Tandis que ce message a été partagé par le Dr Jean-Michel Delile, président de la Fédération Addiction (Fédération rarement tendre avec le gouvernement et qui en janvier avait déploré le ton moralisateur de Santé Publique France à travers une autre campagne), beaucoup d’autres acteurs se sont inscrits dans cette même voie. Le psychologue Jean-Pierre Couteron, aujourd’hui porte-parole de la Fédération addiction, tout en notant que cette campagne « ne fera pas oublier la non-diffusion des campagnes généralistes sur le risque alcool », observe ainsi : « C’est bien de parler aux jeunes consommateurs, surtout en ces moments de week-end d’intégration et autres « fêtes » étudiantes ».

De la difficulté de construire des messages efficaces

Si plusieurs acteurs (et certains majeurs) de la lutte contre les addictions ont choisi de nuancer leurs critiques vis-à-vis du gouvernement pour louer l’approche de « réduction des risques », c’est qu’en matière de lutte contre l’alcool, cet axe est encore trop souvent négligé (notamment en ce qui concerne les personnes atteintes de dépendance à l’alcool). C’est ce que constatait en janvier 2022, le psychiatre addictologue Pierre Poloméni, dans le numéro 100 de la revue Swaps (revue interdisciplinaire notamment dédié au Sida). Pourtant, la philosophie de la réduction des risques paraît plutôt bien adaptée à l’alcool. Il s’agit en effet d’une approche pragmatique qui reconnaît qu’il est parfois impossible pour certains usagers à un moment donné d’arrêter totalement leur consommation et que dans ce cadre doivent être envisagées d’autres pistes pour restreindre les risques.

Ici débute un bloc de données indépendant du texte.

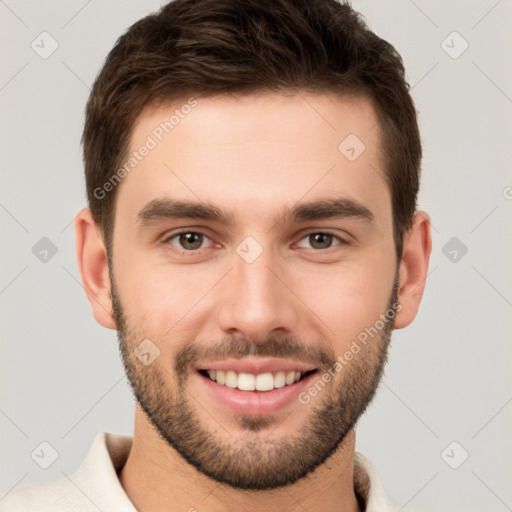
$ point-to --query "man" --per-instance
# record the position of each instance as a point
(252, 171)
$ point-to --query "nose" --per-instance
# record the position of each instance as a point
(257, 300)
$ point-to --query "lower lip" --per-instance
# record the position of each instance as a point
(255, 403)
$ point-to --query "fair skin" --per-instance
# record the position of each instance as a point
(253, 157)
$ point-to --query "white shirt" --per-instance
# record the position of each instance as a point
(95, 485)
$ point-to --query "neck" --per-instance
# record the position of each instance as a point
(156, 477)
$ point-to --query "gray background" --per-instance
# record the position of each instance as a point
(449, 375)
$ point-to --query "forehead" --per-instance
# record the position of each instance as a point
(256, 153)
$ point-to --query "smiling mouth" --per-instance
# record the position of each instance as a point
(262, 382)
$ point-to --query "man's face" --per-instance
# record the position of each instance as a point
(273, 289)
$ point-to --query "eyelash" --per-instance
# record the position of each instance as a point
(167, 240)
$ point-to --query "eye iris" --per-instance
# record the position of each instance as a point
(191, 240)
(323, 239)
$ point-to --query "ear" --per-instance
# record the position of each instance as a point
(413, 268)
(93, 265)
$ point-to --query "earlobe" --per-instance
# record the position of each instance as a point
(413, 269)
(93, 265)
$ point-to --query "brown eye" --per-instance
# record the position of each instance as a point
(320, 241)
(188, 240)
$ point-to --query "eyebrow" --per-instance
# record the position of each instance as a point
(158, 210)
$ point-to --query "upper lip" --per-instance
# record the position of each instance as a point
(257, 365)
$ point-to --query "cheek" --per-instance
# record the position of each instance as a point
(157, 298)
(351, 299)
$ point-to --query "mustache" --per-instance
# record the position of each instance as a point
(287, 347)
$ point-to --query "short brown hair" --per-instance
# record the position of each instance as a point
(215, 47)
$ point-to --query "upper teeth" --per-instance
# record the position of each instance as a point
(249, 382)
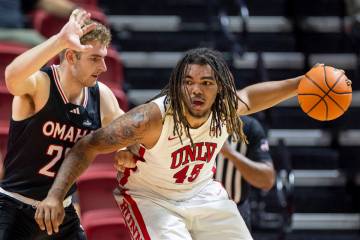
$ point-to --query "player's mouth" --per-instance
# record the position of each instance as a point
(197, 103)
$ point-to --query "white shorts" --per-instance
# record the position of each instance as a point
(210, 215)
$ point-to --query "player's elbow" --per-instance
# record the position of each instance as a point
(269, 180)
(10, 75)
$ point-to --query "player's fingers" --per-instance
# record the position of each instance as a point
(348, 82)
(74, 14)
(88, 28)
(47, 220)
(319, 64)
(119, 167)
(83, 17)
(79, 15)
(39, 218)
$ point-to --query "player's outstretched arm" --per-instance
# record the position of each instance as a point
(261, 96)
(19, 73)
(141, 125)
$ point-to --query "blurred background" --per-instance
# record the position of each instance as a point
(317, 190)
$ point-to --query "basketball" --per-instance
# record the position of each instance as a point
(324, 93)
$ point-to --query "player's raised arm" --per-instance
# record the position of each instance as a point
(141, 125)
(261, 96)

Néanmoins, au moment de la publication d’une expertise collective de l’INSERM portant sur la « réduction des dommages associés à la consommation d’alcool », le Dr Pierre Poléméni qui a pris part à ces travaux évoquait dans Swaps la difficulté de l’adaptation de la philosophie de la réduction des risques au cadre d’un message de prévention global et plus largement la complexité de la construction d’un message efficace.  « Les axes de prévention se conçoivent en fonction des publics, des âges, des moments. Des campagnes d’information et/ou de sensibilisation sont régulièrement conduites. Le plus souvent, les concepteurs de ces campagnes tablent sur la modification de ce que les individus «ont dans la tête» (croyances, motivations, savoirs, attitudes) pour changer les opinions et comportements. Or, on sait, déjà depuis longtemps, que les résultats obtenus en matière de changements, notamment comportementaux, sont rarement satisfaisants lorsque les concepteurs de campagne tablent sur l’information et sur la persuasion. Même si cela ne signifie pas qu’informer ou argumenter ne sert à rien. L’information et l’argumentation servent au fil du temps, à modifier les savoirs, les attitudes et à provoquer des prises de conscience ». Voilà qui offre un éclairage différent sur la campagne conspuée de Santé Publique France.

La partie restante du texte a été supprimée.